Linking crop productivity, market participation and technology use among smallholder farmers: Evidence from Uganda
Dablin Mpuuga, Sawuya Nakijoba, Ambrose Ogwang, Duncan Boughton, & Rui Benfica
In this paper, we establish a link between crop productivity, crop market participation and agricultural technology use among smallholder farmers. We utilise the latest four waves of the Uganda National Panel Survey – 2013/2014, 2015/2016, 2018/2019, and 2019/2020. First, we test for the complementarity of agricultural technology use among smallholder farmers, but we find no evidence for the combined effect of organic and inorganic fertilisers, as well as pesticides and organic fertilisers, on crop yields, which depicts a lack of complementarity. However, we find a strong individual effect of organic fertilisers on cassava, beans and coffee yields.

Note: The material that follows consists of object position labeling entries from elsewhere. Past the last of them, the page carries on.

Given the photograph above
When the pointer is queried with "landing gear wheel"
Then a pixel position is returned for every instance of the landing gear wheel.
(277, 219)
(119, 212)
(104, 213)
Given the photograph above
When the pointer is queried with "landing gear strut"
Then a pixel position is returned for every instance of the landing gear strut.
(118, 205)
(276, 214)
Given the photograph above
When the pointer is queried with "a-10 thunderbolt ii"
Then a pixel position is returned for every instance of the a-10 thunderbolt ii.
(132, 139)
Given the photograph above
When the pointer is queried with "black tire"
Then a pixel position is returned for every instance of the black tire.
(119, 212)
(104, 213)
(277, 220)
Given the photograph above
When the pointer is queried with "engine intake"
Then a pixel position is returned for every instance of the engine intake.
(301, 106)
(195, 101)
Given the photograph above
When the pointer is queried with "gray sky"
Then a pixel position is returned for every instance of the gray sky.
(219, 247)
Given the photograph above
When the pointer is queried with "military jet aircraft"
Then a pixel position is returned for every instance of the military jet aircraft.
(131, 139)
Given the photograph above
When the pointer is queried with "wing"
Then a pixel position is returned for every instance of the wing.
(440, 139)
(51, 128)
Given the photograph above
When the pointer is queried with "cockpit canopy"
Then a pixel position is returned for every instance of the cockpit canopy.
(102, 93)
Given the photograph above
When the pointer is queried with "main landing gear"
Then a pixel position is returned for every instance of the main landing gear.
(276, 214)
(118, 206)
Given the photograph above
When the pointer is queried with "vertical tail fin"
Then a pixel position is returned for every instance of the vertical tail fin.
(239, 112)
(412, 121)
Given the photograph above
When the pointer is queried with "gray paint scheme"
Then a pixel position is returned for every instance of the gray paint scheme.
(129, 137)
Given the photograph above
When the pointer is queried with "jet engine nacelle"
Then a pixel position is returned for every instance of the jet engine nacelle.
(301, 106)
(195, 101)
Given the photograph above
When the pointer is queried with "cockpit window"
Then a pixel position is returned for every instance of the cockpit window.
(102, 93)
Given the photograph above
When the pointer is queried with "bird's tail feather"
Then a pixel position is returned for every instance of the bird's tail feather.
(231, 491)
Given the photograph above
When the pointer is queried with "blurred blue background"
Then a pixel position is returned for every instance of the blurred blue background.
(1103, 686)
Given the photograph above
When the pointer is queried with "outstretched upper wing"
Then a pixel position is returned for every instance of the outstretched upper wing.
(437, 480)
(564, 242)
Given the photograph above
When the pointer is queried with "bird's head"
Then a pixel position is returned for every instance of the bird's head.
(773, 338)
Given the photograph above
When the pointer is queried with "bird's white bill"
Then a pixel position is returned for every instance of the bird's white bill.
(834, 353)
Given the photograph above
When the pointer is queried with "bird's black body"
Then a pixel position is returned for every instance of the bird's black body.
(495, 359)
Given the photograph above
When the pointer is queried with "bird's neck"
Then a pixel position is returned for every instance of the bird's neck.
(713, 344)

Second, we use a two-step factor analysis to construct four technology sub-indexes for improved seeds, pesticides, organic and inorganic fertilisers in the first step, and the overall agricultural technology index in the second step. The results reaffirm the positive effect of agricultural technology use on cassava and coffee yields. Third, when we measure crop productivity as farm productivity, we find that a unit increase in inorganic fertilisers increases farm productivity by 69%. However, we do not see this strong effect of inorganic fertilisers on our partial measure of crop productivity – crop yields. Lastly, we show that crop yields are the most critical for market participation.